TOKYO--During a press conference here and around the world, Advanced Micro Devices Inc. today claimed to be the first chip supplier to offer a PC platform supporting double data rate (DDR) memory. The solution includes the AMD-760 chip set and a new Athlon processor with a 266-MHz front-side bus for the highest grade of DDR memory available, according to the company.
The move is part of AMD's efforts to take advantage of Intel Corp.'s backing of the Direct Rambus memory format, which has been plagued with delays in chip sets from Intel and higher costs compared to today's mainstream synchronous DRAMs.

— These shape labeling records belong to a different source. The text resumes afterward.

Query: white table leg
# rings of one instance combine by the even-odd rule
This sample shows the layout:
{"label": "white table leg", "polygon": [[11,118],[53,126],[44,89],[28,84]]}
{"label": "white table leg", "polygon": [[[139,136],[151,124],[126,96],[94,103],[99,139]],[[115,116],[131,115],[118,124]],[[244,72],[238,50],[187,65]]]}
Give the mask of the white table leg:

"Fundamentally, DDR memory technology doubles a PC's available memory data transfer rate, at comparable costs to today's SDRAM solutions," said Richard Heye, vice president and general manager of AMD's Microprocessor Division in Austin, Tex. "With DDR memory, a major performance bottleneck is removed, allowing PCs to take advantage of increasing processor frequencies," he added.
The new Athlon processor for DDR support is available in 1-GHz, 1.13-GHz, and 1.2-GHz speed grades, said AMD in press conferences held in Tokyo, Taipei, and Paris today. For quantities of 1,000 units, the 32-bit processor is priced at $385, $506, and $673, respectively for 1-GHz, 1.13-GHz, and 1.2-GHz speeds. The 760 chip set is priced at $39 in 1,000-unit quantities.
AMD said it has worked closely with other companies to support the launch of DDR-based platforms. For example, the Sunnyvale, Calif.-based company said Smart Modular Technologies Inc. of Fremont, Calif., has conducted tests to ensure compatibility and reliability with industry software and standards.
Micron Technology Inc. has also collaborated with AMD, said Mike Seibert, DRAM technical marketing manager for the Boise, Idaho, company. Micron has been an avid supporter of the DDR format. "We are positioning our production capability to support AMD Athlon processor-based DDR platforms with 64, 128, and 256-Mbit DDR technology," Seibert stated.
Other DDR suppliers include Samsung, Infineon, Elpida, Hyundai, IBM, Mitsubishi and Toshiba.
AMD said PC systems featuring its new Athlon processors and DDR technology are available for ordering in the U.S. from Micron Electronics Inc. on the Web (at www.micronpc.com) and from NEC Computers International in Europe. AMD also said other major PC makers--including Compaq Computer Corp.--are also evaluating its processors and DDR platforms for product introductions in early 2001.